Trying to put rhyme or reason to our favorites would be virtually impossible. So, here in no particular order are Bob's highlights from the museum:

1926 Rolls Royce Silver Ghost, in Hokie Colors (Bob's Dream Car)


Lotus Indy Car, like the slot car Bob had as a kid

Mustang GT 500
(Like the one Scott Wilson Claimed to Have, but his college buddies never saw)


From a guest collection at the museum.
Bob Finds a Kindred Soul
(He dreams of owning both a Rolls and another Cadillac, but for Bob it is still a dream)


1967 Cadillac Eldorado
(Bob had a white 1967 Calais, but this one is nicer and apparently doesn't leak on the floor.)


1957 T-bird, like the one Uncle Denny had
(The piece in the back is the hardtop, not a piece of the trunk)



The following are Lisa's favorites, and I'm pretty sure M's favorites too-- as they are all BMWs.


BMW-507, about a $2M car


Red BMW Z1
(This one has pocket doors too, but retract down rather than to the side)


BMW M1 (great purple-blue paint, that doesn't quite come through in the picture)


Red 1958 BMW Isetta 300
(Slower than the one at the other museum, but it is red)


1975 BMW "Batmobile" art car
(Named for the bat-wing on the back)


BMW M1 Frank Stella Art Car (my favorite car in the museum)

There was a whole exhibit of art cars, as well as other car art at the museum. This is a picture of a flag created out of painted hot-wheels cars.


Flag of Toy Cars

Also in the at department, the Tacoma Glass Museum (which we will visit tomorrow) collaborated with the car museum to create these glass hood ornaments, which I thought were just fantastic.  They kind of represent our marriage-- when cars and glass meet, wonderful things happen.

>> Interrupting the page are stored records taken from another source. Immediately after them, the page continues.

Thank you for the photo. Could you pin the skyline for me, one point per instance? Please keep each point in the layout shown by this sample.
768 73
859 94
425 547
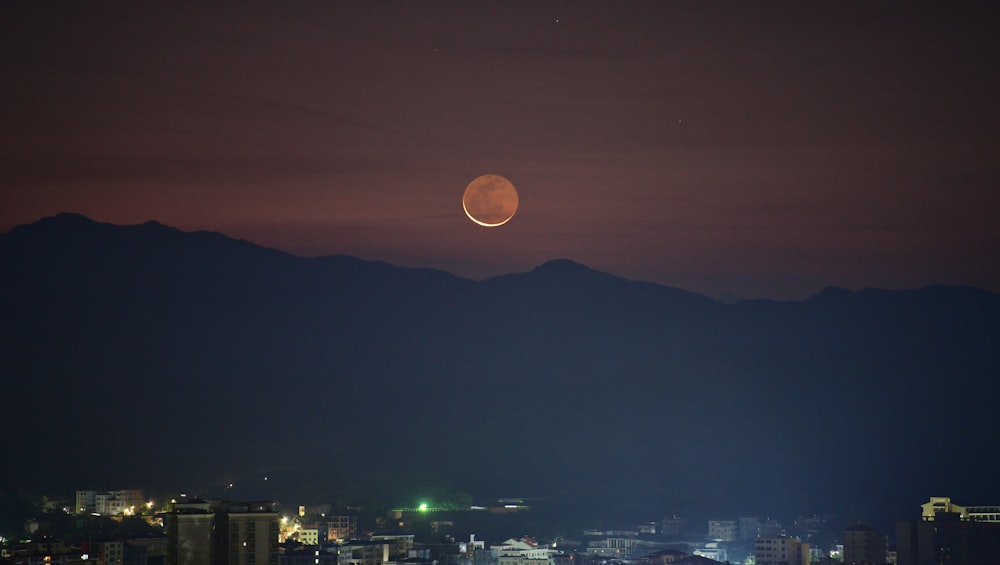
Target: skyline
765 151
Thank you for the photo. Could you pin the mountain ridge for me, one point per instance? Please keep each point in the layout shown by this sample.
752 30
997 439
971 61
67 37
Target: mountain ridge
216 340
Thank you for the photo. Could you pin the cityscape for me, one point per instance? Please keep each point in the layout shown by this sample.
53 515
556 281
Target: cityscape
499 282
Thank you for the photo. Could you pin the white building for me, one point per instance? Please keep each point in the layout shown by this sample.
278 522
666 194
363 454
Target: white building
781 550
524 551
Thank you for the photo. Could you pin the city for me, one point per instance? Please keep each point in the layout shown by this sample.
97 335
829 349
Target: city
125 528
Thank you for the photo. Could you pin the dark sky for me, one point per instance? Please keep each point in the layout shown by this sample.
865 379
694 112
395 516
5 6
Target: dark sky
765 149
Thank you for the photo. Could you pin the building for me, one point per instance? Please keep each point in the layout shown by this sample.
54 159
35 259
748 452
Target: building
341 528
109 502
781 550
949 533
723 530
524 551
673 527
215 532
749 528
863 545
938 504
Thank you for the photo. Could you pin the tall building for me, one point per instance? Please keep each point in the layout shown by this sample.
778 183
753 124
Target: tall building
781 550
341 528
863 545
214 532
949 533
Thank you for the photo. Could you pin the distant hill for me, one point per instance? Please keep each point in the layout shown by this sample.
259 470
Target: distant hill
143 355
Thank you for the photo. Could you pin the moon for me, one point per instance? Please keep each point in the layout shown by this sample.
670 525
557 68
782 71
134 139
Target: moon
490 200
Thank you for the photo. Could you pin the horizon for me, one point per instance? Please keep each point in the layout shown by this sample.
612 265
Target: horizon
729 298
763 151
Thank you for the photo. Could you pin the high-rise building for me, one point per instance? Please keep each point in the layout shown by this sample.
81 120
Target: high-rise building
863 545
214 532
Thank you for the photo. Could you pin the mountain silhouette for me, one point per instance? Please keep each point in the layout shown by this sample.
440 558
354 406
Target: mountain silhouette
147 356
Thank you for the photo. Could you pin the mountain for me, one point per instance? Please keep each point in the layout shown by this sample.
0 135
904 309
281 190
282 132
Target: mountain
144 355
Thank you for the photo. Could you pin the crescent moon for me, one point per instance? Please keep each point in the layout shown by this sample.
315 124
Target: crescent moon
490 201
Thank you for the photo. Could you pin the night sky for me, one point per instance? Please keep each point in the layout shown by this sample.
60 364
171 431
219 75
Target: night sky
752 150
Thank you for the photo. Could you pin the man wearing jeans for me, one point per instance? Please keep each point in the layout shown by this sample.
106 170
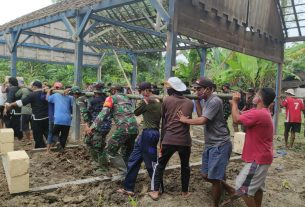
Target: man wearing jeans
40 113
145 148
175 136
218 146
62 116
258 148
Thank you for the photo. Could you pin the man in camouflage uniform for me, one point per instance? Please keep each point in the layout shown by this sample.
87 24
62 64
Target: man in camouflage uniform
90 107
118 106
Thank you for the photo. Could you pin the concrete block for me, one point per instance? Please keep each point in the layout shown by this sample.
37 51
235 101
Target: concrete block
18 163
238 142
6 135
6 147
18 184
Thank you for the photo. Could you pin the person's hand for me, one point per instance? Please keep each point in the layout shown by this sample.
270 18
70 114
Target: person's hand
67 91
182 117
145 100
236 97
88 131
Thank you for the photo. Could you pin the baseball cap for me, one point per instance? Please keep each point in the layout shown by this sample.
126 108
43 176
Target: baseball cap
57 85
204 83
37 83
176 84
290 91
144 85
76 89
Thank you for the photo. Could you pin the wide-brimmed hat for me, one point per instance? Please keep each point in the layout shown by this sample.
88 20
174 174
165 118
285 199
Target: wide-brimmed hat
203 82
75 90
144 85
175 83
57 85
290 91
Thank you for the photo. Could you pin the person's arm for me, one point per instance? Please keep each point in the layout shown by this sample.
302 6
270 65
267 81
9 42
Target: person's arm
18 94
81 102
49 97
108 105
141 108
198 108
235 110
197 121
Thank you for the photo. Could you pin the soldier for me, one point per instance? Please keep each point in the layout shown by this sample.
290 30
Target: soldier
90 108
118 106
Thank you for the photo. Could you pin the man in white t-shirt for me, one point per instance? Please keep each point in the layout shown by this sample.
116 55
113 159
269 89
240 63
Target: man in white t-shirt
2 102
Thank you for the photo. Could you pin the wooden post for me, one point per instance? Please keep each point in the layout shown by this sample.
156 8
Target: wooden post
203 61
78 65
171 41
278 97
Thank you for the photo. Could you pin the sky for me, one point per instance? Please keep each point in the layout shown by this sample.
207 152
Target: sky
12 9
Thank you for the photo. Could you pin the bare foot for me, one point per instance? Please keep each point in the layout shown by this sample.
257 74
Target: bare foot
230 200
125 192
185 194
154 195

Blown Glass Hood Ornaments

Blown Glass Abstract Hood Ornament (my favorite of the set)

The real hood ornaments were great examples of Deco art too.  This Pierce Arrow example was one of my favorites:

Pierce Arrow Hood Ornament


Mixed with rows and rows of cool cars were some social messages as well.  And, the museum played it fairly even handed, as you can see from the two examples below:

Maise & Blue Solar Car created by University of Michigan Students
(Bob almost didn't let me include this one.)

Bob's second favorite quote of the day

If you read the caption above, you are now probably wondering about Bob's favorite quote of the day. Here it is (it was part of a British Invasion car exhibit).

Bob Hoping It is Not Too Late

And here we both are in the children's section of the museum, proving that it is indeed not too late for us yet.





The challenge was to build a race car using weighted blocks.  You had three slots where you could stack blocks to create the perfectly balanced car.  It took ingenuity and engineering expertise to get it right.  For the record, the English Major beat the Engineer 2 out of 2-- even after he went back to the drawing board after the first race.


Putting on our adult hats again after the car museum, we headed over to the Tacoma Art Museum (TAM).  We were able to keep our car at LeMay and take a free light-rail over to the more central part of downtown that contains TAM.

Tacoma (and Seattle too) is a glass town, and particularly a Chihuly glass town. Part of the museum's permanent collection is devoted to Chihuly, including this installation of glass balls on a concrete mountain surrounded by mirrors.


Chihuly Mountain with Mirrors at TAM
That's the only picture from the museum--as we spent more time looking at the exhibits than taking pictures.  The collections were interesting for a smallish museum and included a still-life collection that spanned realism to cubism, a jewelry collection, a gallery devoted to western art (not my favorite), and a really impressive collection by Chinese artist Zhi LIN. It was called, "In Search of the Lost History of Chinese Migrants and the Transcontinental Railroads" and consisted of huge (full gallery wall length) depictions of Chinese railroad workers and the hardships they faced, a video installation, and small ink-on-paper sketches. 

All arted out, we headed back to the car and to our house in Gig Harbor. Tomorrow we'll take the same drive into downtown Tacoma and visit the glass museum and the natural history museum.